MinSum, MaxMin, and MinMax matching problems are polynomially solvable.

The k-Multicolored Independent Matching problem is W[1]-hard.

Results differentiate the complexity of matching problems under the color-spanning model.

Abstract

Given a set of $n$ points $P$ in the plane, each colored with one of the $t$ given colors, a color-spanning set $S\subset P$ is a subset of $t$ points with distinct colors. The minimum diameter color-spanning set (MDCS) is a color-spanning set whose diameter is minimum (among all color-spanning sets of $P$). Somehow symmetrically, the largest closest pair color-spanning set (LCPCS) is a color-spanning set whose closest pair is the largest (among all color-spanning sets of $P$). Both MDCS and LCPCS have been shown to be NP-complete, but whether they are fixed-parameter tractable (FPT) when $t$ is a parameter is still open. Motivated by this question, we consider the FPT tractability of some matching problems under this color-spanning model, where $t=2k$ is the parameter.
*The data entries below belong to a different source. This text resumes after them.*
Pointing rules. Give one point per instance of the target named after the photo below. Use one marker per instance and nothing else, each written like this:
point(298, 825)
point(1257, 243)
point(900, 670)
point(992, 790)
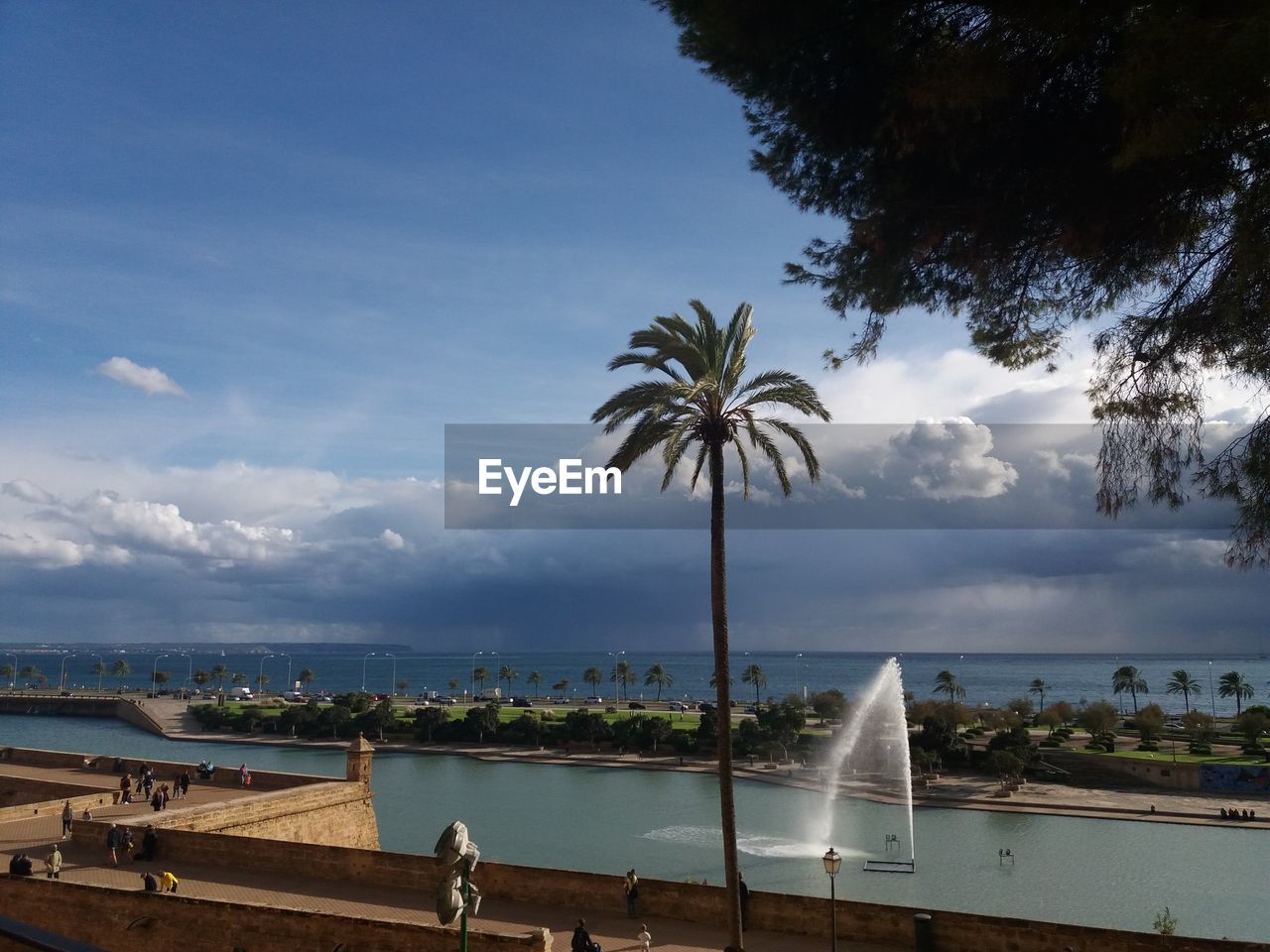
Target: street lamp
point(615, 655)
point(62, 679)
point(472, 682)
point(832, 864)
point(154, 673)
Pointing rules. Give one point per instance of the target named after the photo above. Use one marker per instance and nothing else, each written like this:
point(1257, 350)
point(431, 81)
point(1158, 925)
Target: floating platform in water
point(890, 866)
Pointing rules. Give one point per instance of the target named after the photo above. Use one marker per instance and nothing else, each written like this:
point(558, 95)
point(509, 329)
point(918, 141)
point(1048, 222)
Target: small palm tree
point(947, 683)
point(1233, 684)
point(753, 675)
point(1039, 687)
point(1129, 678)
point(1182, 683)
point(703, 399)
point(121, 669)
point(658, 675)
point(508, 674)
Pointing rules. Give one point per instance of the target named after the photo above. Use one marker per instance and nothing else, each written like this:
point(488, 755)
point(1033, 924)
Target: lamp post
point(154, 673)
point(832, 864)
point(62, 679)
point(615, 655)
point(471, 683)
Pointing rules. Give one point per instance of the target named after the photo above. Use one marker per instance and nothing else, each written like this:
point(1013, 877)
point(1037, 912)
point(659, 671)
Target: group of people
point(1238, 815)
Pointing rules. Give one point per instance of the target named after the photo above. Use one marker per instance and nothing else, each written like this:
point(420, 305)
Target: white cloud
point(151, 380)
point(948, 460)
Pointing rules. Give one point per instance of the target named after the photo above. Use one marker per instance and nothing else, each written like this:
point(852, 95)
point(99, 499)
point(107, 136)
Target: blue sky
point(334, 229)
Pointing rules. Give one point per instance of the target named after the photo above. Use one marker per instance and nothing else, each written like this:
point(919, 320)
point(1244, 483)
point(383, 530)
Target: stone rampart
point(810, 915)
point(123, 920)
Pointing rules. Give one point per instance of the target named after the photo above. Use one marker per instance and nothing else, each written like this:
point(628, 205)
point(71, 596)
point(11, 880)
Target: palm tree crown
point(705, 398)
point(1182, 683)
point(1233, 684)
point(947, 683)
point(1129, 678)
point(702, 397)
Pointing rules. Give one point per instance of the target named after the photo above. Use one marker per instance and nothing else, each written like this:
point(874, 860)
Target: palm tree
point(121, 669)
point(624, 674)
point(220, 671)
point(947, 683)
point(658, 675)
point(1039, 687)
point(1129, 678)
point(1182, 683)
point(753, 674)
point(508, 674)
point(594, 678)
point(1234, 685)
point(702, 398)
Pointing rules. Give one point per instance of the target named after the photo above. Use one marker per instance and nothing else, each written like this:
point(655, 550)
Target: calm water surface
point(1097, 873)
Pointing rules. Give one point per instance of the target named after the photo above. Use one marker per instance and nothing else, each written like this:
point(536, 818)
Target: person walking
point(631, 888)
point(113, 841)
point(149, 844)
point(54, 864)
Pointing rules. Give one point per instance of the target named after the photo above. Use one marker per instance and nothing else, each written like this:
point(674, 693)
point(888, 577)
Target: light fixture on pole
point(154, 673)
point(62, 680)
point(832, 864)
The problems are summarized as follows: (1) MinSum Matching Color-Spanning Set, namely, computing a matching of $2k$ points with distinct colors such that their total edge length is minimized; (2) MaxMin Matching Color-Spanning Set, namely, computing a matching of $2k$ points with distinct colors such that the minimum edge length is maximized; (3) MinMax Matching Color-Spanning Set, namely, computing a matching of $2k$ points with distinct colors such that the maximum edge length is minimized; and (4) $k$-Multicolored Independent Matching, namely, computing a matching of $2k$ vertices in a graph such that the vertices of the edges in the matching do not share common edges in the graph. We show that the first three problems are polynomially solvable (hence in FPT), while problem (4) is W[1]-hard.